Égalité homme-femme ? Cela relève de la chimère au Togo. C’est en tout cas le moins qu’on puisse dire après une analyse sérieuse de quelques faits et gestes. Les femmes peuvent se glorifier aujourd’hui d’avoir une des leurs comme présidente de l’Assemblée Nationale (Mme Yaya Tsegan), une des leurs comme premier ministre (Mme Victoire Tomegah Dogbé) en plus du fait que l’actuel gouvernement compte 33 ministres dont 11 femmes.

Si on ne s’en tient qu’à cela, on peut aisément dire que l’égalité des sexes, le respect de la femme ou les droits humains de la femme sont en très bonne voie. C’est en réalité l’intention du chef de l’Etat Faure Gnassingbé qui veut donner à la femme la même chance qu’aux hommes. Un bon début, dira-t-on. Mais dans la société, la mentalité est tout autre. La femme dans certaines circonstances n’a toujours pas la même chance.

Au Togo, la femme peut avoir droit à tout sauf à l’erreur. Un exemple banal qu’il est fréquent d’observer dans les rues : « une femme qui, dans sa voiture, commet une petite erreur de code de la route », si, les cris sur elle ne la déstabilisent pas, ce sont les Injures qui vont la traumatiser. Dans cette situation, la femme est traitée de tout, « Achawo, bordel… » La liste des injures est longue.

Madame Lucia Vidzinyo, togolaise fonctionnaire, ne dira pas le contraire.

« Franchement, je ne sais pas ce qui pousse les gens à réagir ainsi dans la rue envers les femmes. Malheur à la femme qui commet une petite erreur dans la circulation surtout quand elle conduit une voiture de luxe. Tout de suite, vous entendrez sur elle, Mi kpo ‘ashawo’ yea da (ndlr, regardez cette prostituée).
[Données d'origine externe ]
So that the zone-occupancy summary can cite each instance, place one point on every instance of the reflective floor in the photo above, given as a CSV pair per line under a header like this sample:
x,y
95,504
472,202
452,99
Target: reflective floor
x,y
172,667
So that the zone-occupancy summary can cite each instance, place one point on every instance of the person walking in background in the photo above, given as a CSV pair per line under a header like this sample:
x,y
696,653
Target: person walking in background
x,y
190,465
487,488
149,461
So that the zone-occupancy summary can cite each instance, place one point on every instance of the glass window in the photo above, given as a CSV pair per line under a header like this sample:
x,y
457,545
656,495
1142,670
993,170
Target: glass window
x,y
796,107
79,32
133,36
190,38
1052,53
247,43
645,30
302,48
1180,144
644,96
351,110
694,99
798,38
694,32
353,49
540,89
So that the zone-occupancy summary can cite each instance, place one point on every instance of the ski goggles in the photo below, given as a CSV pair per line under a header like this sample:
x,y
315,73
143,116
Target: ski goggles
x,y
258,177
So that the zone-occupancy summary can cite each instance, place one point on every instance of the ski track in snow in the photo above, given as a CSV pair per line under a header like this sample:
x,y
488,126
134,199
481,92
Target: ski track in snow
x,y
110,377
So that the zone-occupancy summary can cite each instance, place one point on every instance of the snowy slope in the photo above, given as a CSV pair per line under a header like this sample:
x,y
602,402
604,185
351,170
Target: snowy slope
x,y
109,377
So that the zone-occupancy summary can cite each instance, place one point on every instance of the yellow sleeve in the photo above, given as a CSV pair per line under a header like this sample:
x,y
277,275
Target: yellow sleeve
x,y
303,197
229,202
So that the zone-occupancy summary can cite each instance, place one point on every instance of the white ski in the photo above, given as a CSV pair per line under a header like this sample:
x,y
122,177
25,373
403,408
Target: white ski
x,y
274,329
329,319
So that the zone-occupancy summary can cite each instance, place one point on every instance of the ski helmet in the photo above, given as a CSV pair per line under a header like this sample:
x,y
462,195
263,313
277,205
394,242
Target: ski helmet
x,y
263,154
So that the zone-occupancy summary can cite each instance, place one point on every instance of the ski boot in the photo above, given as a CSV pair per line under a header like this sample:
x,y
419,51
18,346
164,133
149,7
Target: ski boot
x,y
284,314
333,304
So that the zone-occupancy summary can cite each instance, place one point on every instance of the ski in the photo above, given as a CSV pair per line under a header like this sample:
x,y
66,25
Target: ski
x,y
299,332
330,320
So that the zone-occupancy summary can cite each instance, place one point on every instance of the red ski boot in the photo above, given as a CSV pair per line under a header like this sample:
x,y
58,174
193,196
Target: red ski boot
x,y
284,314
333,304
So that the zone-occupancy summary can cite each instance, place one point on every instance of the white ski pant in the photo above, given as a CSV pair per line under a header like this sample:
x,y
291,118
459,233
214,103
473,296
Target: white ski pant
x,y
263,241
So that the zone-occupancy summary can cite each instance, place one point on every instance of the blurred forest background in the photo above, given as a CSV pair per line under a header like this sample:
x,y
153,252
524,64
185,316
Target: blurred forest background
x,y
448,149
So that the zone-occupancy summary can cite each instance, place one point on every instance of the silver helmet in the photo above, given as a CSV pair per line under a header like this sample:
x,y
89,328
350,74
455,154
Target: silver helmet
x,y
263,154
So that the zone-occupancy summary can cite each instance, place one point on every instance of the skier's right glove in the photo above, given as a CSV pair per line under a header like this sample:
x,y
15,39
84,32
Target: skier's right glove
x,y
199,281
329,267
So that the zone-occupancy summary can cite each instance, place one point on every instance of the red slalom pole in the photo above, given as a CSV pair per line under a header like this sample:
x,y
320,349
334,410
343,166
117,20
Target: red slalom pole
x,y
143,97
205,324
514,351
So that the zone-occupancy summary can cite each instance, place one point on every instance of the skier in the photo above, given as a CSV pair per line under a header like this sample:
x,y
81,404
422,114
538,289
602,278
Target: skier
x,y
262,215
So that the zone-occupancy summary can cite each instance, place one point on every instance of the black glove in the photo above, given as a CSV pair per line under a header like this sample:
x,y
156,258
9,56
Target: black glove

D’autres crieront que, quand vous faites de la prostitution pour payer vos voitures, allez les conduire ailleurs, ne venez pas nous tuer avec. Ce sont ces genres d’injures qui sortent des bouches. C’est comme si la femme ne peut pas travailler et payer son propre bien et que c’est forcément en se prostituant ou par un homme qu’elle peut se réaliser. C’est déplorable et ça fait mal. Quand tu écoutes ça et tu viens au boulot, tu es traumatisée et tu as du mal à t’en remettre », s’est lamentée Mamade Lucia.

Dans le même sens, Mlle Esi Noféli, employée de banque à Lomé, affirme que :

« c’est un phénomène qu’on trouve banal, mais qui inquiète en vérité. Chaque matin dans la rue, les femmes, celles qui roulent en voiture sont vues de mauvais œil par les hommes et aussi par d’autres femmes qui pensent qu’une femme dans de grosses bagnoles, c’est grâce à son sexe ou parce qu’elle est dans des trucs de secte ».

Autre exemple, pour les femmes qui ont la chance d’avoir un poste de responsabilité dans une entreprise, organisation ou administration, c’est vrai que tant bien que mal, elles font l’effort d’assumer, mais malheur à elle si elle échoue dans sa fonction, non seulement elle n’a plus droit à une autre chance, mais elle est traitée de sexe faible incapable d’assumer quoi que ce soit. L’on imagine ce qu’il en sera si l’une des ministres conduisait mal son département et le tollé que cela pourra susciter. A côté on en viendrait même à passer sous silence le harcèlement sexuel que les femmes subissent dans les écoles, dans les entreprises ou dans la société en général avant d’avoir des opportunités.

Aussi, il n’est pas à oublier que dans les contrées les plus reculées, le droit de la femme ou l’égalité de sexe n’est rien d’autre qu’un concept. La femme, dans de nombreux milieux, n’a toujours pas droit à l’héritage, elle n’a pas droit pleinement à la parole et elle est considérée comme bonne pour la maison.

C’est dire qu’au final, la lutte pour l’égalité genre est loin de connaître sa fin. Comme le prône le Chef de l’Etat, il va falloir encrer le « concept » dans la tête des gens et pourquoi pas aller aux sanctions s’il le faut.